A meta-analysis of 47 randomized clinical trials with 3,515 participants found that mindfulness meditation programs produce small to moderate reductions in anxiety, depression, and pain compared to placebo controls. At 8 weeks, effect sizes were 0.38 for anxiety, 0.30 for depression, and 0.33 for pain; benefits for anxiety and depression persisted at 3–6 months. Evidence for improved stress, distress, and mental health-related quality of life was low, and there was insufficient or no evidence that meditation improves positive mood, attention, substance use, eating habits, sleep, or weight.

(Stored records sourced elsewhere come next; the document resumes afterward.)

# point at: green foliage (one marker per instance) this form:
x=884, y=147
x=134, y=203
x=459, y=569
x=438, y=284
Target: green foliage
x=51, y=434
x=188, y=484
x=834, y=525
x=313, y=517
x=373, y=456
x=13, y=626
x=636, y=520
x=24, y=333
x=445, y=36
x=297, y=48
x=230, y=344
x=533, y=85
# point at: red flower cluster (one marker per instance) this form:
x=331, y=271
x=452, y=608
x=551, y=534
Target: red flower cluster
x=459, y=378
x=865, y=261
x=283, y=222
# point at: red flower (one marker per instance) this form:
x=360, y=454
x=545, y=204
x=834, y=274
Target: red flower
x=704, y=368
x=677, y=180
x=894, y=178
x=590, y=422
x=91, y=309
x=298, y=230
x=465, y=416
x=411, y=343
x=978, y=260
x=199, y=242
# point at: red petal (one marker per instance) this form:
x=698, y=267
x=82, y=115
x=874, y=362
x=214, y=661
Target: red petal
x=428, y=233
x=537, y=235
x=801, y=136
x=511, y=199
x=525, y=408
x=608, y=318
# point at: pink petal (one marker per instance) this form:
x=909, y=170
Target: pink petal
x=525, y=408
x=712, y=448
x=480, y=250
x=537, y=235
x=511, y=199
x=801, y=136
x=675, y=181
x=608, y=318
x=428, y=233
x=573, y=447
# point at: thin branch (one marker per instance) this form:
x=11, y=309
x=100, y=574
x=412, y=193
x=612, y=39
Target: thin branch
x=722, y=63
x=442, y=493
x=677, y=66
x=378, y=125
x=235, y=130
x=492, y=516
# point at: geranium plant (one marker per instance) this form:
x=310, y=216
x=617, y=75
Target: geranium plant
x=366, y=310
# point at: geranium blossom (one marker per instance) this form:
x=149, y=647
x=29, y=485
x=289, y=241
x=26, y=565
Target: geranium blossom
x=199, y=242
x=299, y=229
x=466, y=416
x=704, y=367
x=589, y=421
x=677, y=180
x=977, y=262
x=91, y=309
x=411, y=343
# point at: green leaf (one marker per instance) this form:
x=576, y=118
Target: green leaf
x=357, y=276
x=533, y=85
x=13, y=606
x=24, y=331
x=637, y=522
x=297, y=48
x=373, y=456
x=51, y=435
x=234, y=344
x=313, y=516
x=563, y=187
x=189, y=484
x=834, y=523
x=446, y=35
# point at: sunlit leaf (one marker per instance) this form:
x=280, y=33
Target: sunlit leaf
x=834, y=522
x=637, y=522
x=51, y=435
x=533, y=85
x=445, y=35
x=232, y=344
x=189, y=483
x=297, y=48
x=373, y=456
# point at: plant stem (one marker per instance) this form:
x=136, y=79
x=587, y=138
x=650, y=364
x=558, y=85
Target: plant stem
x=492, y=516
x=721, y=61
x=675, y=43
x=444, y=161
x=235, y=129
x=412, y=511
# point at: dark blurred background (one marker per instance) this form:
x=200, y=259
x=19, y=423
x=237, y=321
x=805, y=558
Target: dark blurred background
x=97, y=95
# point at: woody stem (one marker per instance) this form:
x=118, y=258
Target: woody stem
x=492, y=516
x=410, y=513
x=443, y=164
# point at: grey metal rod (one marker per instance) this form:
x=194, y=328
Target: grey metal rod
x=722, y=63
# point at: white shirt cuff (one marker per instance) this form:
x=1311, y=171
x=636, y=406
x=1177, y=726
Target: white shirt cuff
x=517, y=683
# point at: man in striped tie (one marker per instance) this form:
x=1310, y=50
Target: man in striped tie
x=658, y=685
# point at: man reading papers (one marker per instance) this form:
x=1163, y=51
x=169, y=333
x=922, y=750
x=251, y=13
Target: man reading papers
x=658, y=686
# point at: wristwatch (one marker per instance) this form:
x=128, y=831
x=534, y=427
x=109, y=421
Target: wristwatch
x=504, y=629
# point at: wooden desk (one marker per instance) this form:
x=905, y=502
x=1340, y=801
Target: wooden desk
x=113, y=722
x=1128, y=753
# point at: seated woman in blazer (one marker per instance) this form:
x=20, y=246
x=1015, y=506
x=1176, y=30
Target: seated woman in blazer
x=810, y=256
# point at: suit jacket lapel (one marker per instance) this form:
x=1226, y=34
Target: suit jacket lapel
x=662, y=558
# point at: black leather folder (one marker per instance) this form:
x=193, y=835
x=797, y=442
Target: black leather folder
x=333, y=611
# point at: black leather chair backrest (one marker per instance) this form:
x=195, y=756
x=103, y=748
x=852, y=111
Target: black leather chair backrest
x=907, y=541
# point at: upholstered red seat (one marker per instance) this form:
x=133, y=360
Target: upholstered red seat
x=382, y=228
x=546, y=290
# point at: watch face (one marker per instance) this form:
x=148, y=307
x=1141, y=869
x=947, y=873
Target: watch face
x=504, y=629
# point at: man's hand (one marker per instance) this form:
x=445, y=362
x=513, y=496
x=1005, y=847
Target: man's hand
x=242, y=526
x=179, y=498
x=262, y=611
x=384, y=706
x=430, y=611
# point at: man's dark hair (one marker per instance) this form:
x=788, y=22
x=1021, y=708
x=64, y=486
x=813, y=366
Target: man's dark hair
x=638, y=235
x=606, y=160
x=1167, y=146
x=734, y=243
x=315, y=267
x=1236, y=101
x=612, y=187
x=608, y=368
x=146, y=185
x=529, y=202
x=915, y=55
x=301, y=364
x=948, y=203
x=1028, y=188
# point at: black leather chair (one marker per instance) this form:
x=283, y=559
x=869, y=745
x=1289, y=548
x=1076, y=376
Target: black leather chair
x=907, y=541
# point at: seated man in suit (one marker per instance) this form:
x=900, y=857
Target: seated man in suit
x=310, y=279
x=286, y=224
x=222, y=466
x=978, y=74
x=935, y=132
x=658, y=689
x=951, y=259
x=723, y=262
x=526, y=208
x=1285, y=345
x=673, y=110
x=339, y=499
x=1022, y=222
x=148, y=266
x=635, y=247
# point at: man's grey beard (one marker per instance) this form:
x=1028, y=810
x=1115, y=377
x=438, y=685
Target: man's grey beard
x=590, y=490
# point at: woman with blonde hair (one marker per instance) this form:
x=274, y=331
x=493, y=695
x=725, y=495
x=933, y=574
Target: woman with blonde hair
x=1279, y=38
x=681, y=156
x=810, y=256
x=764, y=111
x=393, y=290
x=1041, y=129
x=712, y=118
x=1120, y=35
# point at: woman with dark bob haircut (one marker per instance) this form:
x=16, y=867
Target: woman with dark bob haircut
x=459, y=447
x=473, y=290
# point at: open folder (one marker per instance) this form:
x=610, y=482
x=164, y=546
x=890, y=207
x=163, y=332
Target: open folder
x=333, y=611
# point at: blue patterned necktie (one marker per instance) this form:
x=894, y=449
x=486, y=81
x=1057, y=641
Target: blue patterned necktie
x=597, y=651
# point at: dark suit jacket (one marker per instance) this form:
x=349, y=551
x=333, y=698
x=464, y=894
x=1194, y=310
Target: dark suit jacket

Meditation programs were not superior to active treatments such as drugs, exercise, or other behavioral therapies.

Intensive Mindfulness Meditation Reduces Frequency and Burden of Migraine: An Unblinded Single-Arm Trial.

Mindfulness February 1, 2023 Madhav Goyal, Jennifer A Haythornthwaite, Sharat Jain et al. 10 citations

A 10-day silent Vipassana meditation retreat with 100 hours of sitting meditation reduced migraine burden. Among 58 participants with chronic or episodic migraine, average monthly migraine days dropped by 2.7 (from 16.6) per 28 days at 12 months, and headaches decreased by 3.4 (from 20.1) per 28 days. Acute medication use fell by 2.2 days per 28 days, and activity-limited days decreased by 2.3. Improvements in migraine-specific quality of life, pain catastrophizing, and perceived stress were sustained at one year. The findings suggest intensive meditation training may reduce migraine frequency and burden.